Em novembro, entre os acres não inundados e os impactos negativos sobre as populações de lagostins, os economistas do AgCenter previram perdas relacionadas à seca totalizando US$ 139,8 milhões para a temporada 2023-2024. Eles determinaram que a falta de fontes de água adequadas impediu a produção de cerca de 18.750 ha e que outros 18.500 ha não produziriam quantidades suficientes de lagostas comercializáveis para justificar a colheita. No entanto, as condições de seca persistiram até o mês de novembro, agravando ainda mais a situação. Uma análise de oito anos de dados de colheita de seis tanques na Estação de Pesquisa de Aquicultura do AgCenter estabeleceu que, em todos os anos, os níveis de precipitação em outubro e novembro tiveram um efeito positivo estatisticamente significativo sobre as colheitas mensais de lagostas.

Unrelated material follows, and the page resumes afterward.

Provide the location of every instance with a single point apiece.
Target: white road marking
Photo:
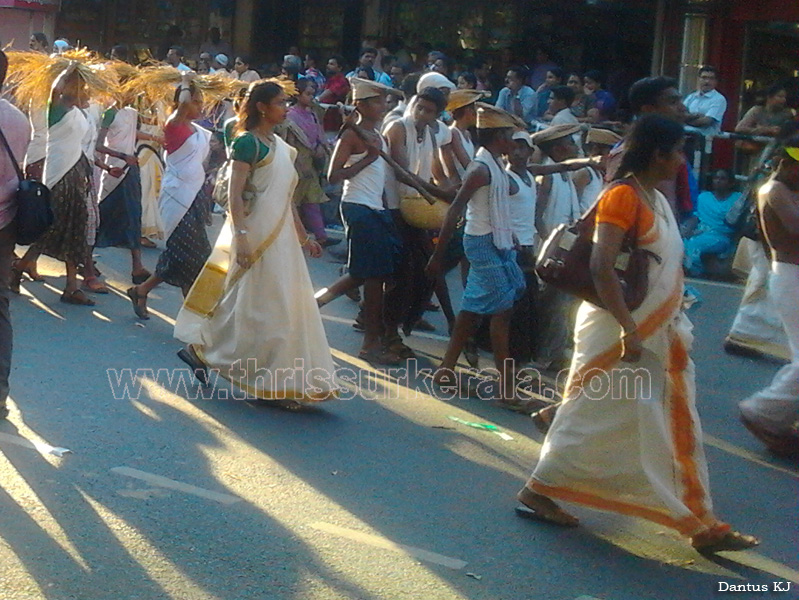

Em outro estudo anterior, o AgCenter também analisou a produção de lagostas em seis tanques

E em outro estudo anterior, os pesquisadores do AgCenter documentaram fortes relações entre o surgimento de lagostins (com ovos ou filhotes) e eventos de chuva, concluindo que longos períodos de pouca (ou nenhuma) chuva no outono são problemáticos porque grandes porcentagens de lagostins carregando seus filhotes emergem somente após chuva suficiente. No outono de 2023, a maioria dos produtores não relatou a presença de lagostins jovens do ano em seus tanques até o início de dezembro, quando muitas áreas da região produtora de lagostins tiveram uma chuva significativa pela primeira vez em meses. Em um ano normal, os animais recém-nascidos já estariam se aproximando do tamanho de colheita nessa época.

A situação atual

As semanas que antecedem a Páscoa são normalmente quando os produtores de lagostim da Louisiana obtêm as maiores receitas da temporada. Distribuidores, varejistas e restaurantes normalmente compram e revendem cerca de 35.000 toneladas de lagostins durante a quaresma, mas muitos desses negócios permanecem fechados devido à escassez de suprimentos e aos altos preços. Tricia Benoit, da D&T Seafood em Abbeville, disse ao The Louisiana Illuminator em 18 de março: "Nesta semana, no ano passado, eu comprava de 1.000 a 1.200 sacas por dia, agora compro cerca de 300 sacas por dia."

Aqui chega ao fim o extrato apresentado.